DE CÁ E DELÁ

Daqui e dali, dos lugares por onde andei ou por onde gostaria de ter andado, dos mares que naveguei, dos versos que fiz, dos amigos que tive, das terras que amei, dos livros que escrevi.
Por onde me perdi, aonde me encontrei... Hei-de falar muito do que me agrada e pouco do que me desgosta.
O meu trabalho, que fui eu quase todo, ficará de fora deste projecto.
Vou tentar colar umas páginas às outras. Serão precárias, como a vida, e nunca hão-de ser livro. Não é esse o destino de tudo o que se escreve.

quinta-feira, 27 de junho de 2013

                                                               
                                                   AMÍLCAR CABRAL

                                                             LVIII 
                                     
                A MORTE DOS GUERREIROS


    O Acordo do Alvor obrigou as forças armadas portuguesas a desarmar as tropas africanas sob o seu controlo. A maioria desses combatentes ficou na Guiné após a independência. Previa-se a sua reintegração na vida civil. As boas intenções ficaram no papel.
    O PAIGC publicou em 1973 a sua lei de justiça militar. O artigo 86º dizia, entre outras coisas: o crime de traição tem lugar quando, sendo originário da Guiné ou Cabo Verde, o acusado pegue voluntariamente em armas contra as forças nacionalistas.
    Logo após o cessar-fogo, o PAIGC começou a capturar soldados portugueses africanos. Nunca mais se soube deles.
   Segundo uma fonte, foram executados, sem julgamento, 7.447 antigos militares negros que tinham lutado ao lado das tropas coloniais. Incluíam soldados, comandos e elementos das milícias. Foram também fuzilados alguns civis. A maioria das execuções foi levada a cabo meses após a independência. Muitas ocorreram por ocasião da tentativa de golpe de estado em Portugal a 11 de março de 1975. Os matadores estariam à espera de um pretexto.
     O PAIGC teria prometido a Carlos Fabião, último governador português da Guiné, nada lhes fazer. Promessas dessas não são para cumprir.
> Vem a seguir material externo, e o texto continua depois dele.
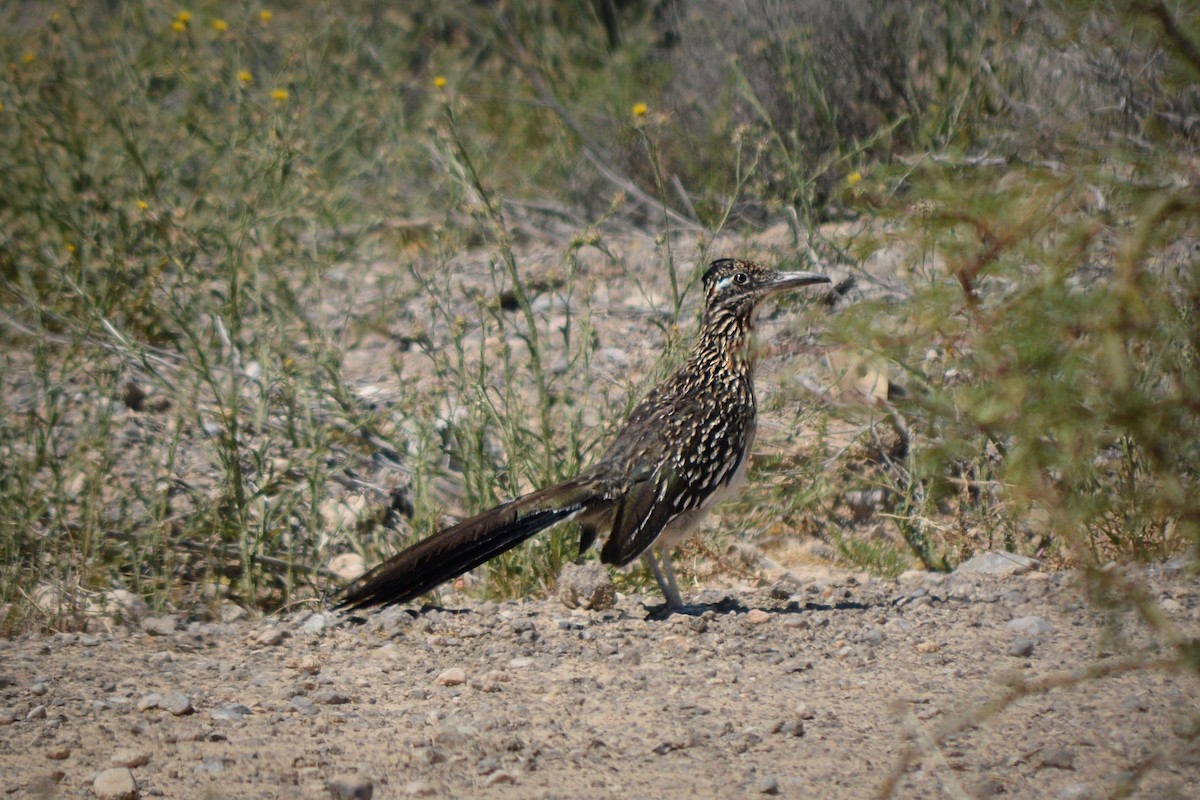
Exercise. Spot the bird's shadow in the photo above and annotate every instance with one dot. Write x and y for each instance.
(661, 611)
Na véspera do embarque definitivo para Portugal, Marcelino da Mata já estava em Lisboa. Fabião reuniu todos os comandantes negros e convidou-os a acompanharem-no. Recusaram. A terra deles era ali. Ficaram.
    A oferta foi dirigida unicamente aos oficiais. O governo português receava eventuais convulsões sociais decorrentes da entrada em Portugal dos milhares de combatentes negros que tinham lutado pela bandeira das quinas. Abandonou-os ao seu destino.
É difícil aceitar contas tão exatas como as referidas acima. Ocorreram seguramente milhares de execuções.  Conhecem-se alguns casos concretos. Em 1976 decorreu o fuzilamento público de dois régulos e de Didi Ferreira, ex-comando, acusados de colaborarem com os colonialistas. No final de 1978, foram fuziladas centenas de militares guineenses que tinham servido na tropa colonial. A execução foi ordenada por António Buscardini, chefe da polícia política, com o apoio de outros dirigentes do PAIGC. Os corpos foram enterrados em valas comuns na mata em lugares tão diversos como Cumeré, Portogole, Cuntima, Farim, Bafatá, Cacheu, Canchungo, Pirada, Bambadinca, Biombo e Bissorá. É difícil entender estas execuções (ou assassinatos) quatro anos após a independência. Consta que Manhe Sanhé, ex-comando ao serviço de Portugal, poderia estar a preparar um golpe de estado contra o governo da Guiné.
Não foram mortos todos os antigos soldados africanos portugueses, que seriam mais de 15.000. Só os membros das milícias eram cerca de 9.000. Uns poucos conseguiram vir para Lisboa e muitos fugiram para o Senegal. Mesmo lá, foram perseguidos. Outros ficaram nas suas terras com o medo por companhia. 
Os conflitos com as forças senegalesas, em 1998, terão ajudado a sarar as feridas velhas. Militares que tinham lutado sob bandeiras diferentes na guerra da independência, bateram-se nessa altura, lado a lado.

Nota: Este livro aproxima-se do final. Encontra-se em fase de reorganização e aperfeiçoamento. As 130 páginas actuais irão converter-se em cerca de 180, mas os textos revistos não serão republicados no blogue. Continuarão a sair os últimos capítulos novos.
                                                                                         A.T.